Huntsman, the owner of the Los Angeles film distributing company Blue Fox Entertainment and son of the late Utah industrialist-philanthropist Jon Huntsman Sr., is demanding more than $5 million in cash he says he tithed to the church over 24 years as a faithful member, along with legal damages.

Huntsman said in legal filings that he approached church officials “several times” about getting his tithing back but was turned away. In their legal response, church attorneys denied that Huntsman’s tithing over those years “amounted to millions of dollars.”

One legal expert has labeled his lawsuit “performative,” meant more for publicity than pressing a legal cause. Similarly, the church’s response rejected many of Huntsman’s assertions as “editorial comment,” lacking in legal and factual basis.

Sam Brunson, a Latter-day Saint and a tax law professor at Loyola University in Chicago, called the church’s initial reply to Huntsman’s suit “a very solid response, done exactly the way that a response is done.”

“It actually strikes me as being fairly devastating,” Brunson said, “but it’s done without fireworks or theatrics.”

The scholar said he found it notable church officials also were seeking to recoup their legal costs in the response. “This is also them signaling probably to the court and to Huntsman, ‘Hey, this lawsuit is really frivolous.’”

Without elaboration, the church’s response also asserted that Huntsman’s lawsuit is barred under the U.S. Constitution’s First Amendment protections for religious freedom and similar provisions under the California Constitution.

Legal precedent in Utah indicates religious groups can be sued for fraud under certain circumstances.

Huntsman and his Los Angeles attorney in the matter, David Jonelis, have declined to comment on the case. Church officials also declined to comment late Wednesday.

After Huntsman filed his lawsuit, a church spokesperson called the action “baseless” and noted that he had resigned his church membership in 2020.

Huntsman’s lawsuit draws heavily on assertions by IRS whistleblower David Nielsen. The former portfolio manager for Ensign Peak Advisors, an investment arm of the church, accused the faith’s leaders of dodging taxes on the $100 billion “rainy day” fund and making zero charitable expenditures while spending money on City Creek and a church-backed insurance firm that fell into financial trouble.

Church officials repeatedly have denied that tithing funds were used on City Creek Center. And while the church’s legal response filed Wednesday rejected most of Huntsman’s claims with a few words, it goes to greater lengths in rebutting the City Creek allegation.

The filing quotes an April 2003 sermon at the faith’s General Conference by then-Church President Gordon B. Hinckley, announcing the faith’s decision on the shopping mall, near its Salt Lake Temple.

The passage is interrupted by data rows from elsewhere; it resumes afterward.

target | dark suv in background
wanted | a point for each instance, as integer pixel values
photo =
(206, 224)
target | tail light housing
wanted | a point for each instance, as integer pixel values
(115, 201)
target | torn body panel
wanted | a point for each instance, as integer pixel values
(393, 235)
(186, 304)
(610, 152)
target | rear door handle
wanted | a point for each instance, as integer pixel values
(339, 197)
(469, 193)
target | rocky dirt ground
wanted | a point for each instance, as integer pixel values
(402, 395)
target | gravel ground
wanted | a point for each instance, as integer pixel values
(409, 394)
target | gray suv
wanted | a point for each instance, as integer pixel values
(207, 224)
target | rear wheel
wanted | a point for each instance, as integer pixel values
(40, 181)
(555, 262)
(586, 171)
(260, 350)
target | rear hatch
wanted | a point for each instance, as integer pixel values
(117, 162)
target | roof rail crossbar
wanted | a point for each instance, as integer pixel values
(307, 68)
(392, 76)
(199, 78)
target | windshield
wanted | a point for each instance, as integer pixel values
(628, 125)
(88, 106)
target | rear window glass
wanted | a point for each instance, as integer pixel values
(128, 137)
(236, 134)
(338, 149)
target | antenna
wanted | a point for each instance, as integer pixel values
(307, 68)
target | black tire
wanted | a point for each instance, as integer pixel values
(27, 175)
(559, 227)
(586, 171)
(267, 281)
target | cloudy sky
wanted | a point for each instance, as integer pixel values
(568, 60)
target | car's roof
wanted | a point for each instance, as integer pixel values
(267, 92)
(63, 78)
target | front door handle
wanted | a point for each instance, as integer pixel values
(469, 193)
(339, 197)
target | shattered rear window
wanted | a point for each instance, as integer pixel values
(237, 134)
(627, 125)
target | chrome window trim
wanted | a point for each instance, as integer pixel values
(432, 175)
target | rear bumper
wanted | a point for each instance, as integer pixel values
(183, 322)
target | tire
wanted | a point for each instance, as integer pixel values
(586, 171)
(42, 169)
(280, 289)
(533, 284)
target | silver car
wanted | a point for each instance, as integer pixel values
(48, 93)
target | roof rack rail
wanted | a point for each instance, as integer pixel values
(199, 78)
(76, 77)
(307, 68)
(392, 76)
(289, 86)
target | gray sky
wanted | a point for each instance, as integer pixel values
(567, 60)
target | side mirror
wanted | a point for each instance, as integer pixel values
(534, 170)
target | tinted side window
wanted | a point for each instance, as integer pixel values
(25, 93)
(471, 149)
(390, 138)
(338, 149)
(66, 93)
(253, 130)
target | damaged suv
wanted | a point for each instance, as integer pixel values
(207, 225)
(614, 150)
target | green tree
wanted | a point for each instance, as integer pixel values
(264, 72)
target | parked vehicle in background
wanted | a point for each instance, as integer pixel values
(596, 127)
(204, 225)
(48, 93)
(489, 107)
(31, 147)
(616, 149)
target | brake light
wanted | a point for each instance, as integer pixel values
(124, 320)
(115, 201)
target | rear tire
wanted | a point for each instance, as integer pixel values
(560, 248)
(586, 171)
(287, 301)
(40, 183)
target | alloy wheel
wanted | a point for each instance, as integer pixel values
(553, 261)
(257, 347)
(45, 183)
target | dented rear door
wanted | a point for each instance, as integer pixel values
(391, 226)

“I wish to give the entire church the assurance that tithing funds have not and will not be used to acquire this property,” Hinckley said. “Nor will they be used in developing it for commercial purposes.”

The legal response noted elsewhere that the church “avers that those statements are true.”

Court documents filed along with the church’s response indicate presiding Judge Stephen Wilson has ordered attorneys for both sides to appear in court June 28 to review the lawsuit, along with the prospects of settling it out of court.

Editor’s note James Huntsman is a brother of Paul Huntsman, chairman of the nonprofit Salt Lake Tribune’s board of directors.